自然の土壌では硝化菌と呼ばれる微生物などが有機物を分解して無機養分を生成、それを吸収して農作物が育つ。しかし、良質な土壌が出来上がるまでに数年かかるうえ、土壌内に病原菌が増えた場合は休耕が必要だ。
愛知県にある名古屋大学発のスタートアップ企業、TOWINGが実用化した人工土壌「高機能ソイル」は土作りの期間を大幅に縮め、休耕日の削減も可能にした。
従来の人工土壌では有機肥料が腐りやすいという制約があった。しかし、高機能ソイルは有機肥料を高い効率で養分に変えることができるため、化石燃料を使う化学肥料への依存を減らすこともできる。
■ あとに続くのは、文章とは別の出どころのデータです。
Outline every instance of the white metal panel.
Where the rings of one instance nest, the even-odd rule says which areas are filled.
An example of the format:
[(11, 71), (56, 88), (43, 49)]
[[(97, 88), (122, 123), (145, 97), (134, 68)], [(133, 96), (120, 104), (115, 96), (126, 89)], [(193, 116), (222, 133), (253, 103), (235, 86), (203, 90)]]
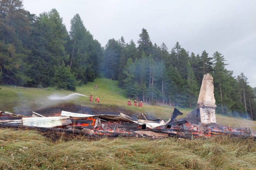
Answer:
[(61, 116), (70, 116), (75, 118), (89, 118), (89, 117), (94, 117), (95, 115), (88, 115), (87, 114), (81, 114), (81, 113), (72, 113), (66, 111), (62, 111)]
[(72, 123), (69, 116), (22, 118), (22, 121), (24, 126), (44, 128), (67, 125)]

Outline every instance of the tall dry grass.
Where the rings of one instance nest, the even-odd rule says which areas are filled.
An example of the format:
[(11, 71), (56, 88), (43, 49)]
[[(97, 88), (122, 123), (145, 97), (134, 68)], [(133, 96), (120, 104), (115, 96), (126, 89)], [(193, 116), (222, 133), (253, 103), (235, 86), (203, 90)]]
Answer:
[(35, 131), (0, 129), (0, 169), (256, 169), (256, 143), (87, 137), (52, 142)]

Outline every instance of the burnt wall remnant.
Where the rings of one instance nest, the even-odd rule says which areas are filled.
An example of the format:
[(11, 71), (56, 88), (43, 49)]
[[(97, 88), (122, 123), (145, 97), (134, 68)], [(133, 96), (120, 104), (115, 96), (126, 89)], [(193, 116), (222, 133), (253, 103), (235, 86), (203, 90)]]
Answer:
[(204, 75), (197, 101), (198, 106), (189, 112), (187, 120), (193, 124), (216, 123), (213, 78), (209, 74)]
[(213, 78), (209, 74), (204, 75), (197, 101), (202, 123), (216, 123), (214, 91)]

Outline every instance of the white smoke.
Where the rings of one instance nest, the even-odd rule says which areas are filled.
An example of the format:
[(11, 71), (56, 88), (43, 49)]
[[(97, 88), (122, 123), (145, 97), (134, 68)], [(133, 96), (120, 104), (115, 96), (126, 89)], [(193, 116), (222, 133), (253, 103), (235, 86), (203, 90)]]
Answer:
[(65, 100), (73, 99), (74, 98), (78, 97), (79, 96), (84, 97), (89, 97), (89, 96), (85, 96), (85, 95), (82, 95), (81, 94), (80, 94), (78, 93), (73, 93), (72, 94), (71, 94), (69, 95), (68, 95), (67, 96), (62, 96), (61, 95), (53, 95), (48, 96), (47, 98), (48, 99), (51, 100)]

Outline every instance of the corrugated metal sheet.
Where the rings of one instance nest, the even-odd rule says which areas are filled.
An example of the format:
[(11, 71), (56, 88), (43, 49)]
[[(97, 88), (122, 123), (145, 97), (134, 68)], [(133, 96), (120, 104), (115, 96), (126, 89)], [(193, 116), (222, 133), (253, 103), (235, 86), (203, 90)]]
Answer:
[(24, 126), (44, 128), (52, 128), (67, 125), (72, 123), (69, 116), (23, 118), (22, 121)]
[(66, 111), (61, 112), (62, 116), (69, 116), (75, 118), (88, 118), (89, 117), (95, 117), (108, 119), (115, 120), (117, 121), (122, 121), (124, 122), (134, 123), (136, 120), (133, 119), (130, 116), (127, 116), (122, 113), (120, 113), (119, 115), (87, 115), (86, 114), (81, 114), (80, 113), (72, 113)]
[(72, 113), (72, 112), (69, 112), (66, 111), (62, 111), (61, 116), (70, 116), (74, 118), (89, 118), (89, 117), (94, 117), (96, 116), (95, 115)]

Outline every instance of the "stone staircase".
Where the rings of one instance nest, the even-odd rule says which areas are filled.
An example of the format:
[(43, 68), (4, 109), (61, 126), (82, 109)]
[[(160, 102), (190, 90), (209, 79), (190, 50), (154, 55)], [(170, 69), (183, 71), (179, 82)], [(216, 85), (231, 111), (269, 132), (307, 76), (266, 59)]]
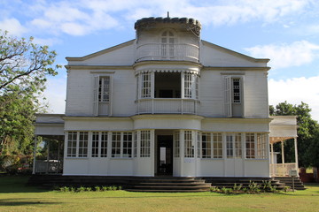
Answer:
[[(290, 186), (292, 189), (292, 177), (276, 177), (274, 178), (276, 180), (280, 181), (285, 185), (285, 186)], [(299, 177), (293, 178), (294, 181), (294, 189), (295, 190), (306, 190), (305, 186), (301, 182)]]
[(200, 178), (154, 177), (135, 182), (125, 190), (129, 192), (198, 193), (208, 192), (211, 184)]
[[(276, 189), (284, 186), (292, 187), (292, 178), (225, 178), (225, 177), (123, 177), (123, 176), (62, 176), (62, 175), (32, 175), (28, 180), (29, 186), (45, 187), (54, 186), (121, 186), (130, 192), (157, 192), (157, 193), (186, 193), (207, 192), (211, 186), (233, 188), (234, 185), (243, 185), (248, 187), (250, 182), (262, 185), (264, 181), (271, 181)], [(295, 178), (295, 189), (305, 189), (299, 178)]]
[(180, 178), (171, 176), (157, 177), (122, 177), (122, 176), (62, 176), (33, 175), (28, 186), (45, 187), (55, 186), (121, 186), (131, 192), (206, 192), (210, 183), (198, 178)]

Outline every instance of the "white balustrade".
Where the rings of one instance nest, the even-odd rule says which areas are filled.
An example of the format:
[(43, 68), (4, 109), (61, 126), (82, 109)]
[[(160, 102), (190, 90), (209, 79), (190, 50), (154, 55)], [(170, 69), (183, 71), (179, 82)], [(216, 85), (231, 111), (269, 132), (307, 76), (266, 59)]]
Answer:
[(188, 43), (147, 43), (136, 49), (136, 61), (144, 60), (184, 60), (198, 62), (199, 48)]
[(270, 173), (272, 177), (289, 176), (289, 170), (295, 169), (296, 163), (270, 164)]
[(136, 103), (137, 114), (196, 114), (198, 101), (193, 99), (154, 98), (140, 99)]

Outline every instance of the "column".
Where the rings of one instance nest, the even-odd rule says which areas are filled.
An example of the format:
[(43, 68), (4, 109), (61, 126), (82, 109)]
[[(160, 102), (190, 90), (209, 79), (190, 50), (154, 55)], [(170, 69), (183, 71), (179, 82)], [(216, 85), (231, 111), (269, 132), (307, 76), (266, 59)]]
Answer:
[[(297, 148), (297, 137), (293, 138), (294, 146), (295, 146), (295, 162), (296, 162), (296, 170), (298, 171), (299, 164), (298, 164), (298, 148)], [(297, 172), (298, 173), (298, 172)]]
[(34, 164), (32, 169), (32, 174), (35, 174), (35, 163), (36, 163), (36, 146), (37, 146), (37, 137), (35, 138), (35, 150), (34, 150)]
[(284, 140), (281, 141), (282, 144), (282, 175), (284, 176), (285, 174), (285, 169), (284, 169)]
[(270, 144), (270, 166), (271, 166), (271, 177), (275, 176), (275, 164), (274, 164), (274, 144)]

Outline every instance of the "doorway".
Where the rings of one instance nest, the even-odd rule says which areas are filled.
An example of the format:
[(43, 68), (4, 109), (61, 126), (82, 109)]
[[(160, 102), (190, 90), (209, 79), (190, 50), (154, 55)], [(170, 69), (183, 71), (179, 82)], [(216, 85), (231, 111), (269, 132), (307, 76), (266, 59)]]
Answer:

また、炭素の固定や吸収効果も期待できるため、環境負荷が少なく持続可能で循環型の農地作りができるという。
TOWINGは、高機能ソイルを使って循環型農業の発展と宇宙農業の実現をめざす次世代の作物栽培システム「宙農(そらのう)」の開発・販売を進めている。22年春には愛知県刈谷市内で休耕地を借り上げ、5千平方メートル規模の自社農園も始める。20年秋からはJAXAなどが主催する月面基地での農業計画にも加わっている。